This is a WIP set of scripts for accessing data off the New York Unified Court System website and putting it into a readable formats for search.
This was originally created to make it easier to aggregate information during the Child Victims Act look-back period for people who do not have a way to login in the NYSCEF or want to play with the data.
The data is currently hosted in a sqlite database with datasette here.
A huge challenge of getting data from NYSCEF is that in order to aggregate all data on a certain case type over a time period, you must use the "Case Search" option. This allows you to search by Court
and a specific Date
. Once you have all the cases that were submitted to that court on that date, you must look through the entire list and only look for things under your subject. If anyone has a better way to search through this, please let me know.
Then, there is the issue that all use of "Case Search" is protected by captcha. With a little testing it seemed like the session cookie, JSESSIONID
, associated with the captcha limited requests with the session id to less than 100. I chose 60 just to be safe. This means that after 60 requests you must input a new JESSSIONID
for the script to work. I've sat for a while inputting new ids from fresh, captcha'd sessions into the script.
However, if you have a set of docket ids, there is no captcha requirement for going directly to the docket ids case information, so the other scripts run much faster.

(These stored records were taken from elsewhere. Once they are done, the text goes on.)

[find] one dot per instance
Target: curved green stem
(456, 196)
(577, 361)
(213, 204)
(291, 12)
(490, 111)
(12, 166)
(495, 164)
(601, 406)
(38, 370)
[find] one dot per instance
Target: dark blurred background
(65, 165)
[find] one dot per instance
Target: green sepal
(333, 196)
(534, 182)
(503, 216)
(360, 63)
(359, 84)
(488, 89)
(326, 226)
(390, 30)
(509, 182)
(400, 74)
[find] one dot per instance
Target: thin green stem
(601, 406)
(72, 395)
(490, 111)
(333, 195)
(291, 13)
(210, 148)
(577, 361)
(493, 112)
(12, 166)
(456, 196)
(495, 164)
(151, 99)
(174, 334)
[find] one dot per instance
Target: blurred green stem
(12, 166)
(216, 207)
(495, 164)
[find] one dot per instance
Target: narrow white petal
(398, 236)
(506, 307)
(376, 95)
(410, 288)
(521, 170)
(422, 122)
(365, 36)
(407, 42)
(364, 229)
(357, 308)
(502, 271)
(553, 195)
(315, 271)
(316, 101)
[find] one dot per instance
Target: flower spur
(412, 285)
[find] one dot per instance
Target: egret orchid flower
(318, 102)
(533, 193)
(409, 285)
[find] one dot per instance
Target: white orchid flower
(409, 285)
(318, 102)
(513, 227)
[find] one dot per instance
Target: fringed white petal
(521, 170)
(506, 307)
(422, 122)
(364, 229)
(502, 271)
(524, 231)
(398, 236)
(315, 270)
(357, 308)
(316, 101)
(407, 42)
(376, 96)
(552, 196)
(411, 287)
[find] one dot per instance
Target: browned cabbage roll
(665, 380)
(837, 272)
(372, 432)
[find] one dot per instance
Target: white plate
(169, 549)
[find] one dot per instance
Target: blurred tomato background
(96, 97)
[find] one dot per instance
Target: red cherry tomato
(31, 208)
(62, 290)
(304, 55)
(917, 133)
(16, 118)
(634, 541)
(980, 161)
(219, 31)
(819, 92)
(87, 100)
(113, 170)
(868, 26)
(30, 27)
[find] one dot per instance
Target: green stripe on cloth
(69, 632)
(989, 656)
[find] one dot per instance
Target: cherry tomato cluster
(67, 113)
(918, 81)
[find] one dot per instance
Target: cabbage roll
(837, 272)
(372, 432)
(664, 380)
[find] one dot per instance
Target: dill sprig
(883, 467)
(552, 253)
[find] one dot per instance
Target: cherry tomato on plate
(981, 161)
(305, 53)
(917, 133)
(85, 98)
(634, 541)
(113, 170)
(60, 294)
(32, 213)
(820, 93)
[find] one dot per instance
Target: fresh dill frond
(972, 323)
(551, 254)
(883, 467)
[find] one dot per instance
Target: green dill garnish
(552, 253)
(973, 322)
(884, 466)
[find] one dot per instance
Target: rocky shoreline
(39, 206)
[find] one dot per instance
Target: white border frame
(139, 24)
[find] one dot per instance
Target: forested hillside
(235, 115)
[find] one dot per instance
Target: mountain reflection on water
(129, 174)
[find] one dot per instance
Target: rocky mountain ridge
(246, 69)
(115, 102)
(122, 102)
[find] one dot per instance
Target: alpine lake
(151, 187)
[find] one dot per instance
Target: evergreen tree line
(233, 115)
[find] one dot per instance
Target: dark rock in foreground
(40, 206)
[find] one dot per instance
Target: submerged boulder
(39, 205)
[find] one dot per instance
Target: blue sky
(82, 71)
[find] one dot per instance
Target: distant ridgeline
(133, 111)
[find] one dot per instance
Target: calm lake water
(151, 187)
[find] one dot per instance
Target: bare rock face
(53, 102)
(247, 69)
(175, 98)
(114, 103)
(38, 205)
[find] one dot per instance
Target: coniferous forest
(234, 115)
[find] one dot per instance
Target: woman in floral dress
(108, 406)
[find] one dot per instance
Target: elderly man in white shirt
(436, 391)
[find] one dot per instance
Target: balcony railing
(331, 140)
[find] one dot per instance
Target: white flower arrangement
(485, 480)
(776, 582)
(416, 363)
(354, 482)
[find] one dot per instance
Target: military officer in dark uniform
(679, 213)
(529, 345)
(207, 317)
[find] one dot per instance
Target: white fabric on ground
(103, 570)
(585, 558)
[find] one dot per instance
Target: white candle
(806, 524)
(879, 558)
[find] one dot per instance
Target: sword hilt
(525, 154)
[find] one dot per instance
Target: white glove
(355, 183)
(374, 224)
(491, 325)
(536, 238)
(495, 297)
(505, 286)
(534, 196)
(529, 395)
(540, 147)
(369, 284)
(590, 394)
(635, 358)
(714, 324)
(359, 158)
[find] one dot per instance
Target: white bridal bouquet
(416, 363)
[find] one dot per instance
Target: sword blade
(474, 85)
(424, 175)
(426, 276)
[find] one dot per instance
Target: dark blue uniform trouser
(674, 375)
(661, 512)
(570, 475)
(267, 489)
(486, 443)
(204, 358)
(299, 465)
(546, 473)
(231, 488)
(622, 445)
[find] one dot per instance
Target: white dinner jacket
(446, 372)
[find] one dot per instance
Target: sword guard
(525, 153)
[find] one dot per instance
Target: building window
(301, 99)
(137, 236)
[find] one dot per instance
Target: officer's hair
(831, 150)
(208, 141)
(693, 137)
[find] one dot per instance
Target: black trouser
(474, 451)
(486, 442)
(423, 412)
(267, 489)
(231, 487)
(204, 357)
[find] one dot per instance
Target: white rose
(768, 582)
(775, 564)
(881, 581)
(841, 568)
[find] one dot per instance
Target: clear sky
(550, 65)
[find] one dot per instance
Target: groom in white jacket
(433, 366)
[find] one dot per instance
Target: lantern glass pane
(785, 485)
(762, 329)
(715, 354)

The first step to using the docket_id_fetcher.py
script is going to https://iapps.courts.state.ny.us/nyscef/CaseSearch?TAB=courtDateRange
and passing the captcha test. Then, inspect the cookie and grab the JSESSIONID
cookie. You need this to run the script and for every subsequent 60 queries.
There are also some required argument for the script to run:
argument | required | description |
---|---|---|
start-date | true | the start date of your search window |
session-id | true | the JSESSIONID generated by completing captcha test |
case-type | true | the case type you are looking to aggregate, default: no type |
end-date | false | the end date of your search window, default: today |
court | false | the court you want to search, default: all courts |
output | false | the file you want to output your ids to |
Here is an example of the script running I used for the Child Victim's Act:
python3 docket_id_fetcher.py --start-date "08/14/2019" --case-type "Torts - Child Victims Act" --session-id "37B5BE431C206047654303BE1BE00F70.server2037" --ouput "ids.txt"
Note that you will need to look at the exact language used by NYSCEF for the type
.
If you have a list of all docket ids you want to inspect, you can then use a script to generate data about the cases themselves.
All you need to do is either pass a list of docket ids like so:
python3 case_data_fetcher.py --docket-ids "123,456"
or a file of the docket ids like this:
python3 case_data_fetcher.py --docket-ids-file "ids.txt"
It will spit out a json file with formatting that captures all the metadata for the docket and saves it in an output file.